BORDADO EMPODERADO • tecendo histórias

 In para aprender, post

Bordado vai passando de geração em geração, como se fosse uma herança, quase sempre conectado ao feminino. Foi assim que esse fazer chegou às mãos de Bruna Antunes, que aprendeu a bordar com a avó, aos 8 anos de idade. O significado que deu ao artesanato, porém, foi diferente: resistência. À frente do curso Bordado Empoderado, ela conversou conosco sobre feminismo e outros pontos. 

Jornalista e fotógrafa de gastronomia, voltou às linhas a pedido de uma amiga. Marcaram um café e, ali mesmo, ela a ensinou a bordar em ponto cruz; depois em formato livre. Da amiga vieram referências de bordados com mensagens feministas que a fizerem perceber nas linhas e agulhas uma ferramenta de empoderamento. Logo vieram as primeiras alunas. O movimento não podia mais ser interrompido.

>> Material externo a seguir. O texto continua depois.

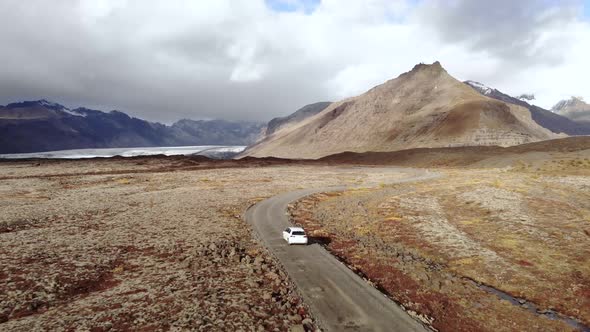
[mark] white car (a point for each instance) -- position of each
(295, 235)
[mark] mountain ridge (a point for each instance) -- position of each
(37, 126)
(574, 108)
(424, 107)
(557, 123)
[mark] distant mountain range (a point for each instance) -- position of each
(35, 126)
(554, 121)
(575, 109)
(425, 107)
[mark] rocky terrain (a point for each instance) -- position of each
(425, 107)
(480, 249)
(574, 108)
(36, 126)
(144, 244)
(552, 120)
(294, 118)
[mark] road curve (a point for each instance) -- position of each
(339, 299)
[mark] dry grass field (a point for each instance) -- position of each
(478, 249)
(159, 243)
(144, 244)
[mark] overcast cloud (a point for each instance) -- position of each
(255, 59)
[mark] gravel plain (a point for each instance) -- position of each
(145, 244)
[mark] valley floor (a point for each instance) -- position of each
(143, 244)
(476, 250)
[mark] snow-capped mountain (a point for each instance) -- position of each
(481, 88)
(557, 123)
(574, 108)
(36, 126)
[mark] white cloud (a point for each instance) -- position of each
(241, 60)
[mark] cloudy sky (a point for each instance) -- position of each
(256, 59)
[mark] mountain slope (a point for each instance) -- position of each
(547, 119)
(575, 109)
(298, 116)
(36, 126)
(425, 107)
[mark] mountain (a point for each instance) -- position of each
(35, 126)
(299, 115)
(425, 107)
(575, 109)
(547, 119)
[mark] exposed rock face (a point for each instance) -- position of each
(555, 122)
(425, 107)
(44, 126)
(574, 108)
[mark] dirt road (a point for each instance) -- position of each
(340, 300)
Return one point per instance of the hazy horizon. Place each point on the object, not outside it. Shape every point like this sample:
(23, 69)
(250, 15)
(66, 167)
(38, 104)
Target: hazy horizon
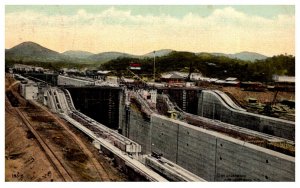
(268, 30)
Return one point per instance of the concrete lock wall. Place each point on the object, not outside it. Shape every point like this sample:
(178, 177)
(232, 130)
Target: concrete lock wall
(216, 157)
(139, 130)
(212, 106)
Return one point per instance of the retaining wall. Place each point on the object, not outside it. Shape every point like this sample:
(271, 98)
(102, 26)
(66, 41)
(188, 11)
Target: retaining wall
(212, 106)
(216, 157)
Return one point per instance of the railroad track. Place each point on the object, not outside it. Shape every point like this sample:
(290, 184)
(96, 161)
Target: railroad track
(49, 153)
(102, 172)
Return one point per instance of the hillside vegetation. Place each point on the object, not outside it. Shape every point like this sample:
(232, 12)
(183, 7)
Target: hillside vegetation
(210, 66)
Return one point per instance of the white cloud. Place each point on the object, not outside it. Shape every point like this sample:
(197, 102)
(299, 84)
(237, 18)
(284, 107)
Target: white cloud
(225, 30)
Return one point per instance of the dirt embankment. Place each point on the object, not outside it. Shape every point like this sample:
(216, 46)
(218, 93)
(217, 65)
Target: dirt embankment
(25, 160)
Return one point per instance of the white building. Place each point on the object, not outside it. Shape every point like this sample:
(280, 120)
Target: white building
(29, 91)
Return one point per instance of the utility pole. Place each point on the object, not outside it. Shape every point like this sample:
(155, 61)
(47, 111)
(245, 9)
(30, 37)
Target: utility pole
(154, 67)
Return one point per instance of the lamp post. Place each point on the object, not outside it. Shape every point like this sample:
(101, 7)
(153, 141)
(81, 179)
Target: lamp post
(154, 67)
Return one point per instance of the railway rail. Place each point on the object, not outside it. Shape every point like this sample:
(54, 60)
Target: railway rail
(48, 151)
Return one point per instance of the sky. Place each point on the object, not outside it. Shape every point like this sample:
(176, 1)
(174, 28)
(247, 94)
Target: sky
(265, 29)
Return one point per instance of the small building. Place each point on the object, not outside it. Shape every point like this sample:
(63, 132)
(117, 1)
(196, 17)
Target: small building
(284, 79)
(172, 77)
(29, 91)
(284, 83)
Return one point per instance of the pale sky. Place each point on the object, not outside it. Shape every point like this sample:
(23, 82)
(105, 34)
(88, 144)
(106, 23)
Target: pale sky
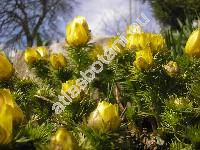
(104, 15)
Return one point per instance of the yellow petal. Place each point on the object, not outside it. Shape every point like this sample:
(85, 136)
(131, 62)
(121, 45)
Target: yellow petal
(144, 59)
(58, 61)
(42, 51)
(105, 117)
(132, 29)
(77, 32)
(66, 86)
(31, 55)
(192, 47)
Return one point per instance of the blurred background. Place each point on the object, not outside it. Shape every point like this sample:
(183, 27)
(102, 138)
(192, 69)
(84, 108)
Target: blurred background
(42, 22)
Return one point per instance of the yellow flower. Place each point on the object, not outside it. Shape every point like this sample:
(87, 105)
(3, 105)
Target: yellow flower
(6, 68)
(31, 55)
(132, 29)
(62, 140)
(42, 51)
(139, 41)
(105, 117)
(6, 97)
(115, 46)
(58, 61)
(97, 50)
(157, 42)
(192, 47)
(6, 122)
(144, 59)
(77, 32)
(171, 68)
(66, 86)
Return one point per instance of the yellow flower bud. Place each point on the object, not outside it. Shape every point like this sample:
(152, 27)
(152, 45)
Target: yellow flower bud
(132, 29)
(171, 68)
(6, 97)
(77, 32)
(97, 50)
(139, 41)
(6, 122)
(31, 55)
(115, 46)
(157, 42)
(6, 68)
(74, 91)
(144, 59)
(105, 117)
(42, 51)
(66, 86)
(58, 61)
(62, 140)
(192, 47)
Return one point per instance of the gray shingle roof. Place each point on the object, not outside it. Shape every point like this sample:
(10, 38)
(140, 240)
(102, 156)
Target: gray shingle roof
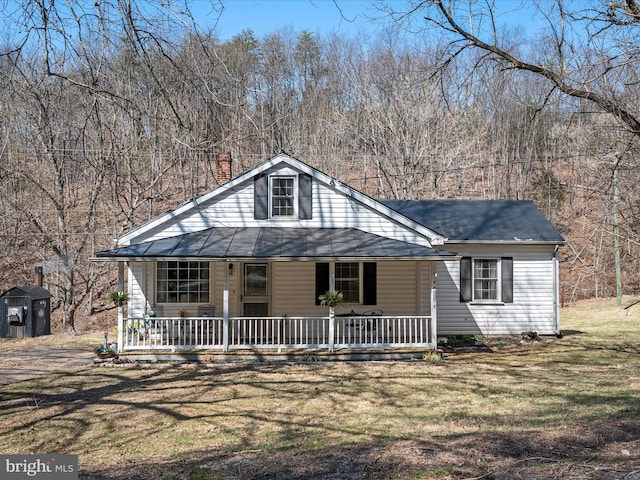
(480, 220)
(273, 242)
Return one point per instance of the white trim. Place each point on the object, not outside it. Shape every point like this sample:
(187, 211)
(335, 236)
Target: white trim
(295, 197)
(488, 301)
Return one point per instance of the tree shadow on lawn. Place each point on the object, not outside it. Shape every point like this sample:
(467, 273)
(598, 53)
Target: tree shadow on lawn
(567, 454)
(71, 404)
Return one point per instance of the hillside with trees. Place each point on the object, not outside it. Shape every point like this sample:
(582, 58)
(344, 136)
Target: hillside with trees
(111, 113)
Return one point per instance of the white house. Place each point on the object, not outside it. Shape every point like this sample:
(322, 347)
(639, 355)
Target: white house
(242, 266)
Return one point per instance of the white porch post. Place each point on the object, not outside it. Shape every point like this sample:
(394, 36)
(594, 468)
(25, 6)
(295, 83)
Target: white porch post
(225, 310)
(332, 328)
(120, 338)
(332, 316)
(433, 340)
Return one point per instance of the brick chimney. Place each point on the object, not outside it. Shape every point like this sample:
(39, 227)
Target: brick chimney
(223, 167)
(39, 275)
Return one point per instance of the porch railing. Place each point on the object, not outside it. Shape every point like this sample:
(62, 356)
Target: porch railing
(277, 333)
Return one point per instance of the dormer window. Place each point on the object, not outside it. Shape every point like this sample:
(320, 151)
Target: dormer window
(283, 197)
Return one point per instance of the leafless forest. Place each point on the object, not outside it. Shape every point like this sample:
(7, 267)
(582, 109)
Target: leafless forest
(112, 112)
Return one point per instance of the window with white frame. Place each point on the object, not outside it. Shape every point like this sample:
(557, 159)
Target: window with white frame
(485, 279)
(347, 278)
(182, 282)
(283, 197)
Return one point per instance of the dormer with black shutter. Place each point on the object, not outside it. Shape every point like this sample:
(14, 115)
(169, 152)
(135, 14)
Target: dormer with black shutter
(283, 196)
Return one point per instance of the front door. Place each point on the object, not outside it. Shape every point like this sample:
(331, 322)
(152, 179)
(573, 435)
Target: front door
(255, 290)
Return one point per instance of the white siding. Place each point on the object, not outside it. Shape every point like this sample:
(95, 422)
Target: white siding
(533, 304)
(399, 292)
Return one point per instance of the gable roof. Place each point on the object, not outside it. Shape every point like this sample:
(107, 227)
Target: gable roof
(383, 210)
(276, 243)
(480, 220)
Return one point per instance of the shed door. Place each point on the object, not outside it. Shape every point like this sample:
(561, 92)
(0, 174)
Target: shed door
(255, 290)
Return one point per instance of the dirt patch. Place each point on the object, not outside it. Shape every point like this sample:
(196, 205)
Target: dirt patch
(20, 365)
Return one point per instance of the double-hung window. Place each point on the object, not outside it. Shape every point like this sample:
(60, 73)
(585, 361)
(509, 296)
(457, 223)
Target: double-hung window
(283, 198)
(182, 282)
(347, 275)
(486, 280)
(356, 280)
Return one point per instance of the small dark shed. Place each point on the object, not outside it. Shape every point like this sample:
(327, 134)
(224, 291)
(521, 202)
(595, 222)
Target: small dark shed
(25, 312)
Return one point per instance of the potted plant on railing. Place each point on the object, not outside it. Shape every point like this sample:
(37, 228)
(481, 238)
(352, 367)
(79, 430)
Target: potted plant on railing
(331, 298)
(104, 350)
(118, 298)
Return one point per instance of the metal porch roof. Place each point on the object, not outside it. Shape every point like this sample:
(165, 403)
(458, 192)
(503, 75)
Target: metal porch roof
(270, 243)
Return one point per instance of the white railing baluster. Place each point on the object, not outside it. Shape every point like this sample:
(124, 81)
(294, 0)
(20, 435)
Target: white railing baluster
(354, 332)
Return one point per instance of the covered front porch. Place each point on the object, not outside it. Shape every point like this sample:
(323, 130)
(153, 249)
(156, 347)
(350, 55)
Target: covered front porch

Assim começou o Bordado Empoderado, projeto que levou Bruna Antunes a ser escolhida, pela ONG feminista Think Olga, uma das “Mulheres Inspiradoras de 2016” na categoria “Ativismo e Cidadania”. Com cursos a preços acessíveis, ela e suas alunas ocupam vários pontos de Porto Alegre para trabalhar sobre tecidos e ir muito além da técnica.

Rede de mulheres: apoio na expressão artística, nas dores 

Bordar em grupo é uma forma de estabelecer vínculos: “Posso chamar outras pessoas para complementar o que eu faço. Não tenho habilidades de desenho, mas as parcerias resolvem isso.” A rede de apoio fez com que o Bordado Empoderado passasse a agregar cursos de bordado com estêncil, tipografia, bordado em miniatura e outros formatos especiais.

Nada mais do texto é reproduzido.